HMRC to Miss Tax Credit Fraud Target

23 May 2013

The UK tax authority's failure to hit a target of reducing tax credit fraud and error has "cost the taxpayer dear", according to a committee of MPs.

HM Revenue and Customs (HMRC) was challenged by the government in 2010 to cut fraud and error by £8bn by 2015. HMRC has now predicted that it will only be reduced by £3bn, a report by the Public Accounts Committee said.

Low-income families must apply for tax credits through a complex system which has proved difficult for claimants to understand and equally challenging for HMRC to administer.

As a result, the latest figures showed that:

  • One in five awards featured an error or fraud which meant the claimants were overpaid
  • A total of £1.7bn of these overpayments was written off because claimants were never likely to pay it back
  • Some £2.3bn was lost to fraud and error in 2010-11, which was £850m more than HMRC expected
  • A target to reduce the proportion of fraud in relation to the total amount of money spent on tax credits to 5% in 2010-11 was missed. It stood at 8.1%
  • The 2015 target, set in the 2010 Spending Review, will now be missed by £5bn, according to HMRC estimates

"HMRC's performance in cutting the level of fraud and error in the tax credits system has been hugely disappointing and extremely poor," said Margaret Hodge, who chairs the Public Accounts Committee.

The committee called on HMRC to improve the information it gives to claimants in letters and through its Helpline, and get better at cross-checking the information it receives from claimants with other data that it already holds on them.

The biggest problems were inaccurate records of claimants' working hours, or HMRC being unaware of the income of a claimant's partner.

More people have contacted Citizens Advice as a result of an increasing number of checks by HMRC. In turn this increased the number of appeals after payments were reduced or cancelled.

The committee said not enough resources were put in place to cover these appeals, causing delays and "unnecessary distress and hardship" to claimants.

Gillian Guy, chief executive of Citizens Advice, said that the charity's advisers had witnessed "appalling" cases of poor communication from HMRC. Mistakes, and delays of six to eight months in appeals, had caused financial hardship for many, she added.

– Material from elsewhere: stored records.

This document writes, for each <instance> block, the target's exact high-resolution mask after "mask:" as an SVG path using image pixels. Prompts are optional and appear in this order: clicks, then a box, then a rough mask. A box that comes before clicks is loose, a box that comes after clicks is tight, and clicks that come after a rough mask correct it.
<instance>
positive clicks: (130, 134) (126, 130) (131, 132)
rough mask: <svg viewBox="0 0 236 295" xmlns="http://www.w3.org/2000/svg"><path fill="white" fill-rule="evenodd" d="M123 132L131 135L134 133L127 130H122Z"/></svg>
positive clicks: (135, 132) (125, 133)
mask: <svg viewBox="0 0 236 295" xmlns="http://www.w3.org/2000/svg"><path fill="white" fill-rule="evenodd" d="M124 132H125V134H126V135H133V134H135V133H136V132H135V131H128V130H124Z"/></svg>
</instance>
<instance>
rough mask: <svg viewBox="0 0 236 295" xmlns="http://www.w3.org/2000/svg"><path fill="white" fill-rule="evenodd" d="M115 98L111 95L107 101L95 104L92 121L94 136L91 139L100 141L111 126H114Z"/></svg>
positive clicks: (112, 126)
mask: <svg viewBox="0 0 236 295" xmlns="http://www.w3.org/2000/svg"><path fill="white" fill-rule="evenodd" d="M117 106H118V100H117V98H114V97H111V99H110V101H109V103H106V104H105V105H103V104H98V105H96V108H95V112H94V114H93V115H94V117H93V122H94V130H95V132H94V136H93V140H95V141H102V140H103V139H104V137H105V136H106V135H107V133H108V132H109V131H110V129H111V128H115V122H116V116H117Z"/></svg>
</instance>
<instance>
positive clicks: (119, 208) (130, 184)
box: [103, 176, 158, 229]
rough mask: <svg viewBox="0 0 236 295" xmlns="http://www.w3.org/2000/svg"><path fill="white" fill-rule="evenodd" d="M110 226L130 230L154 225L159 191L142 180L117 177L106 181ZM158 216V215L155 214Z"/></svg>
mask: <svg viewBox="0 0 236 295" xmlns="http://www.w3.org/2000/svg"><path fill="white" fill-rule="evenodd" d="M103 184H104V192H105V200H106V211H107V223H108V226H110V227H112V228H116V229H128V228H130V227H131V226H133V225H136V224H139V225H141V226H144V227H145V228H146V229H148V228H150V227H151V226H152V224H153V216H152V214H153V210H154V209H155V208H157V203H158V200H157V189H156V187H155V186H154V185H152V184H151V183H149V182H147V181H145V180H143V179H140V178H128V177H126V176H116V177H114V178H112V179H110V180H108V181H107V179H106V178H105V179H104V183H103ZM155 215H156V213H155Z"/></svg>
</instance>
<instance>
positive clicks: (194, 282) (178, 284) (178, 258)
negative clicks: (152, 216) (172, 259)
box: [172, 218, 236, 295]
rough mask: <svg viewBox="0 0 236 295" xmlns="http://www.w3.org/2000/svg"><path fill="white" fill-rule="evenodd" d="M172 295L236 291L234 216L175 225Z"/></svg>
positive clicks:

The Low Income Tax Reform Group, which speaks on behalf of claimants, said that HMRC needed to look at its own inaccuracies, rather than solely targeting incorrect claims.

"A common failing of such investigations so far has been a one-size-fits-all approach which tends to ignore the subtleties of a highly complex system, leading to far too many claimants being deprived of entitlements which are rightfully theirs," said Anthony Thomas, the group's chairman.

"Of the total amount attributable to fraud and error in tax credits, about two-thirds are accountable for by error, one-third by fraud. Yet HMRC's strategy is almost exclusively reliant on anti-fraud measures.

"HMRC must also pay more attention to analysing where they themselves make mistakes in administering the system, a problem about which they remain in denial."